President now praises senator's foresight
Sen. John McCain, who watched from a prison camp as America failed to deploy the overwhelming force necessary to win the Vietnam War, seized the moment after Republicans lost Congress in 2006 to push President Bush not to make the same mistake.
Mr. McCain sent a private letter to Mr. Bush on Dec. 12, 2006, that challenged the president to show the "will" to win the Iraq war by deploying 20,000 troops into Baghdad and the Sunni Triangle to beat back a growing insurgency.
The letter was the climax of a 3 1/2-year effort to persuade the president to send more troops to Iraq. The former Navy pilot, who had his arms repeatedly broken during nearly six years of captivity, couched his argument in the terms born of the Vietnam War.
"The question is one of will more than capacity," wrote the senior
Republican on the Senate Armed Services Committee. "If we are not willing to provide the troops necessary for victory, however, victory itself will be impossible."
Mr. McCain, whose letter is made public here for the first time, added that "surging five additional brigades into Baghdad by March" was the answer.
Mr. Bush, who had resisted Mr. McCain's call for a troop surge for years, now praises him for persisting in his argument that expanding the war in Iraq was the way to win it.
"John recognized early on that more troops would be needed in order to achieve the security necessary for the Iraqis to make the political progress we're seeing now," the president told The Washington Times this week.
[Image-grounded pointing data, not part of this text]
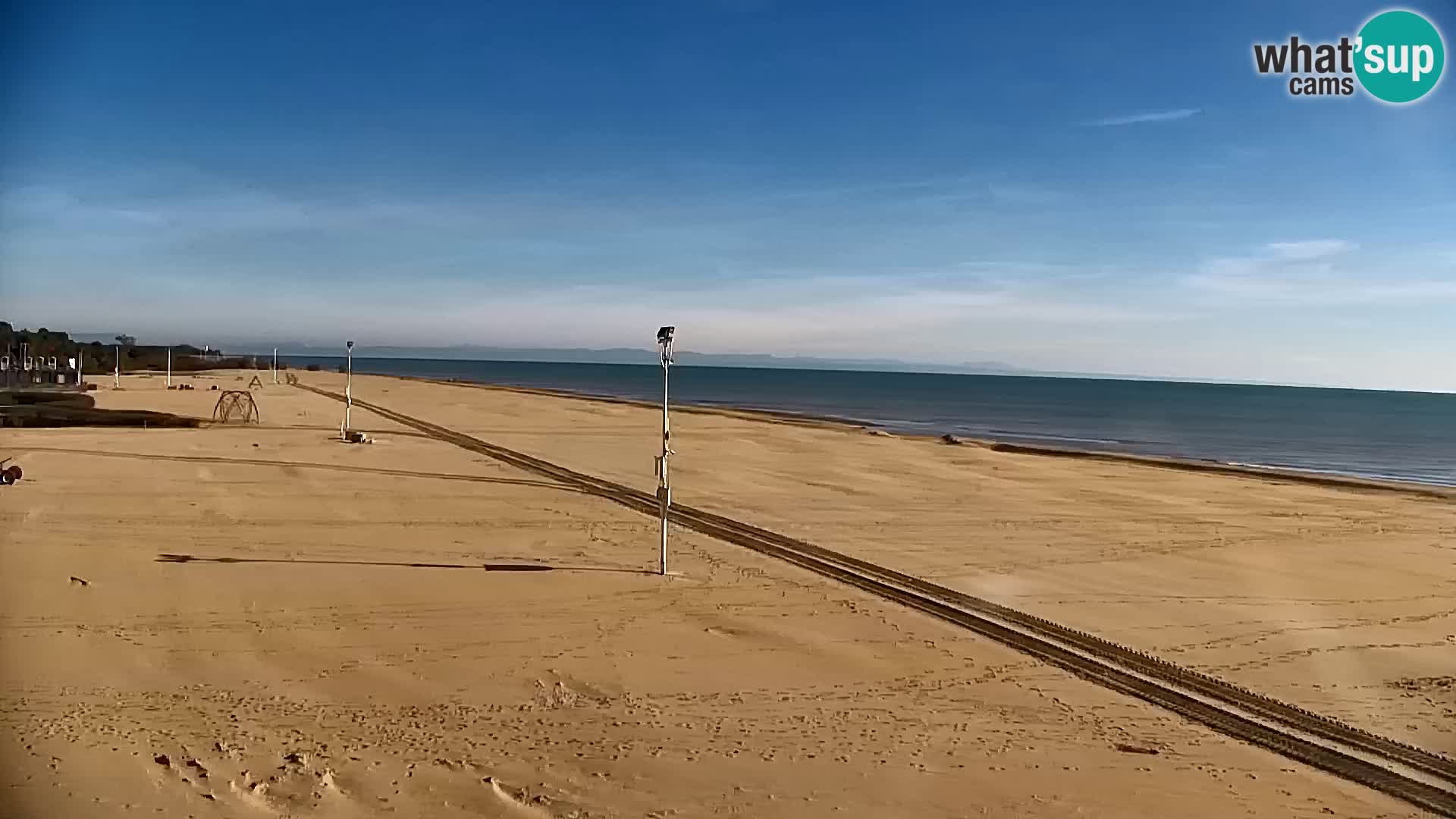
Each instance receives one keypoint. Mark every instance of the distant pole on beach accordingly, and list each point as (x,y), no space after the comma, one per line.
(664,491)
(348,385)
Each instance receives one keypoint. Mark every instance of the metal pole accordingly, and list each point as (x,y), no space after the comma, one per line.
(664,493)
(348,387)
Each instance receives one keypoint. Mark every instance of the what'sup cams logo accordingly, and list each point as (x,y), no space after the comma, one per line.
(1397,57)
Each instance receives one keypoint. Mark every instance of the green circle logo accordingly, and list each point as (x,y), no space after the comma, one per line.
(1400,55)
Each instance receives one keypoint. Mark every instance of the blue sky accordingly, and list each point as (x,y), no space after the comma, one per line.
(1074,187)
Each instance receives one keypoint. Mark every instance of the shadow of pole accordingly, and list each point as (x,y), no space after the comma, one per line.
(168,557)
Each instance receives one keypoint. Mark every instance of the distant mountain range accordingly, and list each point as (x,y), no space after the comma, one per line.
(634,356)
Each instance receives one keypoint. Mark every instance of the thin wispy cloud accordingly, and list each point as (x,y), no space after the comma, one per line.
(1147,117)
(1310,249)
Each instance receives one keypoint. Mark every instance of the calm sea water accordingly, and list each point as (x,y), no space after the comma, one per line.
(1407,436)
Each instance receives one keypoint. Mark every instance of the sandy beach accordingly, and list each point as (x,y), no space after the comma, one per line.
(253,621)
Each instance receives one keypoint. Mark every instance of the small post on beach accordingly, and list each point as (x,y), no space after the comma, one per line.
(664,493)
(348,387)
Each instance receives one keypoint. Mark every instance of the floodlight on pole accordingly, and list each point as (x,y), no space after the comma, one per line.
(348,388)
(664,491)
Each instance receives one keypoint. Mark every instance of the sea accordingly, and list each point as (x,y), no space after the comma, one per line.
(1402,436)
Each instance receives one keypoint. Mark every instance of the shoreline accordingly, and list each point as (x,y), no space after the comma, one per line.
(1320,479)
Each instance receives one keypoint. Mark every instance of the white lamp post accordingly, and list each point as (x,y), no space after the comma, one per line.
(664,493)
(348,385)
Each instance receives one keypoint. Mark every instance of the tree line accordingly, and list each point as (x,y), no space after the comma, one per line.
(98,357)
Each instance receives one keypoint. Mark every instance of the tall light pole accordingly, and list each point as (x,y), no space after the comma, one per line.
(664,493)
(348,385)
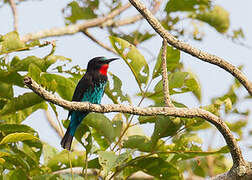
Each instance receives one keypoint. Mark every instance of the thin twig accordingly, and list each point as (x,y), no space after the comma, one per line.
(130,20)
(235,151)
(98,42)
(72,29)
(167,98)
(204,56)
(15,14)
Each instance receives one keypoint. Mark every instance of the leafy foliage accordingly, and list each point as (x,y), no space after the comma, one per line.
(115,146)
"He supported that action even though many said it would hurt his
campaign [for president]. He didn't care about popularity; he cared about success for our troops and our country. And now that the surge has worked, it proves that John's judgment was correct."
Mr. McCain's push to increase troops in Iraq began five years ago this month, just after his first visit to Baghdad and three months after Mr. Bush had proclaimed the end of major combat before a banner reading "Mission Accomplished."